If she'd been paying attention, she might have seen all the other subtle changes in the neighborhood she thought of as her own; all the other things that were warped or out of place. She wasn't paying attention. All her attention was on running.
The barrista looked up when Victory Anna came bursting into the room, and blinked. "Whoa," he said. "Is there some sort of comic book convention in town?"
She stared at him. It took several seconds before she finally found her voice and asked, as sweetly as she could muster, "Is there a public-access terminal I can use?"
"Sure," he said. "In the corner.
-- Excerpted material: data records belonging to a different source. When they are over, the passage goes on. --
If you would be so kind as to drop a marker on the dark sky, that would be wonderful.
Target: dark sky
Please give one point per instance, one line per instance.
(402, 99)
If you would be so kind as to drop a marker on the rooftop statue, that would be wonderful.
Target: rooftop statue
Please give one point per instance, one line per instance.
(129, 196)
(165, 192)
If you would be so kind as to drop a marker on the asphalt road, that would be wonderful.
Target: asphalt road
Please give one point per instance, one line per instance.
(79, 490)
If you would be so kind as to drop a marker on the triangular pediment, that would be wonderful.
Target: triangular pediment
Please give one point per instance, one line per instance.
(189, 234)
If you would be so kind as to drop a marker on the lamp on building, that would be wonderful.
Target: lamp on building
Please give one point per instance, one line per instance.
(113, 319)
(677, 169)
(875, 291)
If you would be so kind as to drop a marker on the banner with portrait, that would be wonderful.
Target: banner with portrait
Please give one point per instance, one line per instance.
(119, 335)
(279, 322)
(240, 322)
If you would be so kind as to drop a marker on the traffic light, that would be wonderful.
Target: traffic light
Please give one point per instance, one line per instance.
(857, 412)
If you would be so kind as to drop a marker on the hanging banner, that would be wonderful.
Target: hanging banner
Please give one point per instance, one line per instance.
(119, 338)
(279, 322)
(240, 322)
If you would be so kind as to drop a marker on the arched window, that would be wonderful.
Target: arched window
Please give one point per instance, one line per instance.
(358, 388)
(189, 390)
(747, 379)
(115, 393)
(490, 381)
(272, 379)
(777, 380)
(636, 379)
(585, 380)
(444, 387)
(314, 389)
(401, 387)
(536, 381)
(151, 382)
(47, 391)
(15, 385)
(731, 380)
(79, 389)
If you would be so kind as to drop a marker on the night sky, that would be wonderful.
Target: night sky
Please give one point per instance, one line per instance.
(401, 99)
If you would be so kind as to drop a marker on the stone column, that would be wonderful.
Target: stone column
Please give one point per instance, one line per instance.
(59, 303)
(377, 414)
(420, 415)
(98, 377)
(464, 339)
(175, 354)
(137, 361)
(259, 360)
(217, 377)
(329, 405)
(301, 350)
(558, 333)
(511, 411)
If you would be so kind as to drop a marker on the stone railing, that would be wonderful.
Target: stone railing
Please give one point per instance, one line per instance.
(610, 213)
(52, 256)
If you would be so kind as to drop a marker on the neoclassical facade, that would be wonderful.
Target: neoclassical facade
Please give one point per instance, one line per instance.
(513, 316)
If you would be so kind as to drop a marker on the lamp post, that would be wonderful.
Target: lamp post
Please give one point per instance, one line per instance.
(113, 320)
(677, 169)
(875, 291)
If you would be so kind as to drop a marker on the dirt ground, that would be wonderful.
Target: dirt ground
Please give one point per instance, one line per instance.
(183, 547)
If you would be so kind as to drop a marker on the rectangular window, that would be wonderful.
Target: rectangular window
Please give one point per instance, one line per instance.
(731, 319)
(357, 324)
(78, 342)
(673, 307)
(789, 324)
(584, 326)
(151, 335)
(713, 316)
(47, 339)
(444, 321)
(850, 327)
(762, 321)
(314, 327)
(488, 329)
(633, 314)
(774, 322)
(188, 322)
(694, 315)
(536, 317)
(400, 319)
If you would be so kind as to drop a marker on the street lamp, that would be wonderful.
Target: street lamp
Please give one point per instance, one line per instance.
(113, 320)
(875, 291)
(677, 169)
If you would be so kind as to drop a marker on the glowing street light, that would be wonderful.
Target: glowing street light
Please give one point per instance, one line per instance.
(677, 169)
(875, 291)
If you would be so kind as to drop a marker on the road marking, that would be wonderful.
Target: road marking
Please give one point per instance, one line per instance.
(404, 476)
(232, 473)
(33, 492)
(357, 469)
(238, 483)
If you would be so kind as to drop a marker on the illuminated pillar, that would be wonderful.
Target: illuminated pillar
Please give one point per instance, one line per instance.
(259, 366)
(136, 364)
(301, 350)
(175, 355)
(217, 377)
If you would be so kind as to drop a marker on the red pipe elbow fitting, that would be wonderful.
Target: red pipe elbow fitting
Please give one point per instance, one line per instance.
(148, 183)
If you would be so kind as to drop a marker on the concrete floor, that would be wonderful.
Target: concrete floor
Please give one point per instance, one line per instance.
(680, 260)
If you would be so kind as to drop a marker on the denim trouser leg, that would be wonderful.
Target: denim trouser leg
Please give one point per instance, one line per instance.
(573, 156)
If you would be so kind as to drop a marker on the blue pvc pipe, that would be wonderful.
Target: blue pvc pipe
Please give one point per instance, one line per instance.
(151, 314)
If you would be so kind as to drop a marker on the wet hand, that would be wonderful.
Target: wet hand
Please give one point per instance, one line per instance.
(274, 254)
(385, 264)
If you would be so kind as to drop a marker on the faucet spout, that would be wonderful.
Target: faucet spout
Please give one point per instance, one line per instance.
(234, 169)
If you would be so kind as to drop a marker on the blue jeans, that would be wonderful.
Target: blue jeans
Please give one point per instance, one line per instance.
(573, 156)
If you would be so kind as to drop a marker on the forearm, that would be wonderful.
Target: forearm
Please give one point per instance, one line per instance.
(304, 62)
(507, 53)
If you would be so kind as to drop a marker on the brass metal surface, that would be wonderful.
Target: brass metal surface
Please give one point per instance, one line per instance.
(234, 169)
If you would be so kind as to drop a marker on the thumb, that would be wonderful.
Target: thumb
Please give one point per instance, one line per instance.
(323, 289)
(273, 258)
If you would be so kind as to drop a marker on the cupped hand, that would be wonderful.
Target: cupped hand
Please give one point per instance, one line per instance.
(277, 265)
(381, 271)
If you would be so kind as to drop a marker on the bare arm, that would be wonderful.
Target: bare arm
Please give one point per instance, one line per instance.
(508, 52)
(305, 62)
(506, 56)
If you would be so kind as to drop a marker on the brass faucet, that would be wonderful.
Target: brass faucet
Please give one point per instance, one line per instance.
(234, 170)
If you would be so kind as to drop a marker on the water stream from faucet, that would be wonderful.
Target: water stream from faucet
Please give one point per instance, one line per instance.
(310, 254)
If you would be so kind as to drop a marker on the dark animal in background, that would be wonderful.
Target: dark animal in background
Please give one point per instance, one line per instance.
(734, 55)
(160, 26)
You're in luck, it just freed up."
"Yes," said Victory Anna weakly. "In luck." She walked over to the machine, signed in, and began to type.
Finding what she needed was surprisingly easy; all she had to do was run a search for "San Diego Superheroes." What came up was an endless list of articles about comic books, about everyday people who had managed to rise to meet supposedly impossible odds, about firefighters and policemen and politicians. Not a single superhuman. She tried the websites of the superhumans she knew were online. They all came up missing. There was only one answer that made sense:
Somehow, the recoil from Dr. Darwin's ray gun had been enough to blast her right out of her own reality and into this one. Well. That was a thing she knew how to handle easily enough. "May I use your restroom?" she asked, standing.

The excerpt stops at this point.